今日からは、御三家水戸松平家の居城を紹介していきたいと思います。まず最初に、守山藩の居城でありました守山陣屋をお届けします。

 

御三家水戸松平家は、水戸藩初代の徳川頼房(家康の十一男)の四男で徳川光圀の異母弟である頼元が、常陸国の一部を分知されました。その後二代藩主頼貞の時に、新知行地としてこの守山(現在の福島県郡山市田村)2万石を与えられて、守山城であった場所近くに陣屋構えを行いました。そして、以後ここを居城として幕末まで続きました。

 

水戸藩同様に、参勤交代がなかったので、藩主がこの地で政務をすることがなく、江戸の小石川の邸宅に定住していたようです。

 

現在は、一国一城の令で廃城になった守山城の二の丸跡や堀が僅かに残っており、本丸跡には守山松平家が勧進した城山八幡宮がデンと構えています。

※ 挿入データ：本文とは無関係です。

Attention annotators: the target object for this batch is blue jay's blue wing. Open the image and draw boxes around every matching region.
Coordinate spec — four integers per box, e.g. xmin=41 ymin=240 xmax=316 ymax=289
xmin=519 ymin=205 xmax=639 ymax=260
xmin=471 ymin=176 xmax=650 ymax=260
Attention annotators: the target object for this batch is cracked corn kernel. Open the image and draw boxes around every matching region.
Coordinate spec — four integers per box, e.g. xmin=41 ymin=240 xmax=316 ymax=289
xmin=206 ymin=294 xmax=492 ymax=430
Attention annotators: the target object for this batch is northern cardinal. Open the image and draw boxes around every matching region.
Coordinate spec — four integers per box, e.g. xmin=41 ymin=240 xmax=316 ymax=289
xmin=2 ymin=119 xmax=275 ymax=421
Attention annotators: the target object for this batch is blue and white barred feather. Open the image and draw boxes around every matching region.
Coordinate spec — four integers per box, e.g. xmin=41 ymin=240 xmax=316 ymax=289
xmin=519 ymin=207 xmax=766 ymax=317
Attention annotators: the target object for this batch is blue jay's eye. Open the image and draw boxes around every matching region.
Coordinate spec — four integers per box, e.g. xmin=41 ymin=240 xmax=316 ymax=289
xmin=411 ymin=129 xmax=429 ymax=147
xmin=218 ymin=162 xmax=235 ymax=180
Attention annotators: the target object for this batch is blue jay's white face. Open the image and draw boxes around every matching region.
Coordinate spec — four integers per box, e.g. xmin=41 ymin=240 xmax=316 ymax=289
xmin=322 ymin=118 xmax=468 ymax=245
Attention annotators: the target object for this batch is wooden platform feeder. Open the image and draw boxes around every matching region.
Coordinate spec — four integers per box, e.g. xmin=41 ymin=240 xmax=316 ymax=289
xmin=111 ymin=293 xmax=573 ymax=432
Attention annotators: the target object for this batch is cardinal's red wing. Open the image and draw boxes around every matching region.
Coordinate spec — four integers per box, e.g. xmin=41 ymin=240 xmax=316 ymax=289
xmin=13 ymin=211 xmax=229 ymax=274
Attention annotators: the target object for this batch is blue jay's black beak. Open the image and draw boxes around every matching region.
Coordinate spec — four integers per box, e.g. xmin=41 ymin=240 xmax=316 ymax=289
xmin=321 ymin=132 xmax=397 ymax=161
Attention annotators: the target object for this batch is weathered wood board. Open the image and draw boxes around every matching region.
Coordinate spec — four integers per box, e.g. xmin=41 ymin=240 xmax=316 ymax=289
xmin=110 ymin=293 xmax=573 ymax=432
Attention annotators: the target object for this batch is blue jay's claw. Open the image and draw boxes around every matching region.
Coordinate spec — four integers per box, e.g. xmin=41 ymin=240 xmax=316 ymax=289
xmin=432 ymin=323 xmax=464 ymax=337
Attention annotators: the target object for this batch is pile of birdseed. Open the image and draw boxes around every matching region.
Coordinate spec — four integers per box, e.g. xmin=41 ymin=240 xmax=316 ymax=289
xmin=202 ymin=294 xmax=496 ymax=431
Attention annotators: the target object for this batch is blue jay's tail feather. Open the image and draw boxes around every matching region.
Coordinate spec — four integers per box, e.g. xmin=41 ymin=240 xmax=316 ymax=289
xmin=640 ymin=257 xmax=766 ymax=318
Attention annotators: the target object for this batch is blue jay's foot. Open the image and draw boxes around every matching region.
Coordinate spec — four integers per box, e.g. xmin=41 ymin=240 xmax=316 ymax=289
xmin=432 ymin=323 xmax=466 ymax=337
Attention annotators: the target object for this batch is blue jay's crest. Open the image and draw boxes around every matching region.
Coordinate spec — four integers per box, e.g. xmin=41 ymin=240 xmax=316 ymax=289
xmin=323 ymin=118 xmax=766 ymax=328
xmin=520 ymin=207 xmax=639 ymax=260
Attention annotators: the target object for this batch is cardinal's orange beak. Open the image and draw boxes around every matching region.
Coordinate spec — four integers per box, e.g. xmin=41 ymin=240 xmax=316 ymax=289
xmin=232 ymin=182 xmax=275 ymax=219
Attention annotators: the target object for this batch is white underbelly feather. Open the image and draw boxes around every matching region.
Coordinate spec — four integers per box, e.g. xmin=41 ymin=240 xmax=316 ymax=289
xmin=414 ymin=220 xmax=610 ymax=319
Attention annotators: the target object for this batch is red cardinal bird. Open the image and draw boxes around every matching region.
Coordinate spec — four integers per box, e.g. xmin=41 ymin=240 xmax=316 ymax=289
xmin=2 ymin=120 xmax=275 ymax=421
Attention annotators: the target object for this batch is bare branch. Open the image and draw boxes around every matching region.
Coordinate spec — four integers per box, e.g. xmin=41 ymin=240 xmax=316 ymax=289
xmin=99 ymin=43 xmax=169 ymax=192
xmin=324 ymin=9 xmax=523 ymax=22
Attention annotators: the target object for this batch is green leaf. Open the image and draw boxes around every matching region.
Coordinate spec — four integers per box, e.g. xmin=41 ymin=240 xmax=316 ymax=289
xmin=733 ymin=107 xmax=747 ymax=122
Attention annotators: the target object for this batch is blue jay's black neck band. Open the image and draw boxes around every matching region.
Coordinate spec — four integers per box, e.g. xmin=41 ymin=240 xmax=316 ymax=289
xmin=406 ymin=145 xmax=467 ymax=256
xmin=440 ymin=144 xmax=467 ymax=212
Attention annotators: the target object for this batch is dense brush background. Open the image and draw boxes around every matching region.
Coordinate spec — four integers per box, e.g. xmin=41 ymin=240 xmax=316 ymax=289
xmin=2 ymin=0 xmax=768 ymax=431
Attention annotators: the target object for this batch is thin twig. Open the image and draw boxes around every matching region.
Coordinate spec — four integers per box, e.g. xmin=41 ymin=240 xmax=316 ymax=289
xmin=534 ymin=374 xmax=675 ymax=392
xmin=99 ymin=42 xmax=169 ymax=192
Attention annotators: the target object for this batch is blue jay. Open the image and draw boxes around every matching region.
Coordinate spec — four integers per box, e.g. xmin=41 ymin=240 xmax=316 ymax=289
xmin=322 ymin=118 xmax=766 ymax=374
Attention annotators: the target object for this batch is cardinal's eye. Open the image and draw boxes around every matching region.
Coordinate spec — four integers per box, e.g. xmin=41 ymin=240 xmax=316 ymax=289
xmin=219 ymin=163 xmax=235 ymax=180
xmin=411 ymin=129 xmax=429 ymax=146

そしてその屋根や賽銭箱には、当家家紋「守山三ツ葵」の紋所を見ることができます。

 

守山城本丸跡に勧進された城山八幡宮

城山八幡宮本殿屋根に付く守山松平家の家紋「守山三ツ葵」

城山八幡宮賽銭箱に付く守山松平家の家紋「守山三ツ葵」

守山城二の丸堀跡

守山城二の丸跡

陣屋跡は、古くは蝦夷討伐の為に坂上田村麻呂が築いたと云われている守山城跡から少し西側へ下ったJR水郡線守山駅付近にあったそうですが、殆ど遺構は見られず、かすかに屋敷風の門や蔵があることで、城下町だった面影を偲ぶことができる程度であります。

 

守山陣屋跡付近(松平家29,000石)

前述したように、藩主は江戸定住の常府(じょうふ)大名であったので、御三家の御連枝(ごれんじ)の陣屋の割には、藩士も僅かしか在住していない貧相な御殿であったかもしれませんねー

 

ただ、ここに在住していた10名程度の藩士は、御用留(ごようどめ)と呼ばれる陣屋日記、所謂日々の業務報告書を毎日せっせせっせと記載していて、なんと143冊も残しています。それが、著者 成松佐恵子氏の「陣屋日記を読む―奥州守山藩」という本として発刊されていて、凄く興味があるところです。